Is that 'critical discussion'???
 
 
LDones
12:12 / 11.11.05
Asking honest questions and offering honest observations is a part of critical discussion. If you're referring to me asking questions I have no interest in the answers for, I didn't ask you a question specifically, only offered my opinion on what I was observing in the thread. I did ask for opinions on what defines hackwork in comics, if it is definable, and that's most certainly a subject I have some interest in discussing.

I would define the majority of what I've read of Johns' and particularly Winick's DC work as derivative and lacking innovation/originality of its own. They seem to rely on established images of the importance of/reverence to their characters without reinforcing on their own why the reader should care - and yet they put new spins of odd emotional stuffiness into the mix as if it's something compelling to elevate the material. It's Hal Jordan acting spiritually moved by the motto of a modern sports franchise in Rebirth. It's Batman refusing to use contractions and feigning conviction over the rightness of his detective beliefs and then pouting in his cave the next night; or waving his cape around like Dracula and hiding from the bright light of Hal Jordan's religious might.

FinderWolf, who has been accused in the past by some of being uncritical, is most definitely participating smashingly in critical discussion by attempting to explain his attraction to these writers and/or their methods to people who are not predisposed to understand.

Accusing Petey or Flux or others of empty snobbery from the outset does nothing to further a discussion.
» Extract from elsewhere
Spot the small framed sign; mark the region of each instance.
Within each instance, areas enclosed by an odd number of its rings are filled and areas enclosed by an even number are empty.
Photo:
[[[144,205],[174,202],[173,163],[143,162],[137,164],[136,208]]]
I can see that you believe they have no interest in genuinely understanding or even discussing the matter at hand, and probably regard them as uppity forum snarks for all I know, but why not try to engage people on Barbelith who you don't already have a negative opinion of? People who may not be predisposed to seeing the merit of these writers, but who may certainly be willing and even eager to participate in honest conversation on the subject.

Anyway, Finder makes a point that I can relate to, and I'm curious if you or others agree - if I understand correctly, he enjoys the tropes and conventions of superhero work and appreciates writers who may not be innovative, but that he feels have appreciation for the material and are not too hackish by his standards. I understand this, and so could many others.

Is this in any way parallel to your own opinions of Johns' work? Is it a worthwhile way to engage an artform? Do you or others look at JSA as a Top-Tier comic book of real quality and worthy of interest? Why? I've said part of why I don't, I'm curious to hear differing opinions, if others are likewise interested in the topic at hand.

I'm interested in the discussion that's already underway, even though I also don't feel we each should have to validate our interest in this thread so you don't feel threatened by the prospect of real or imagined antagonism or snobbery.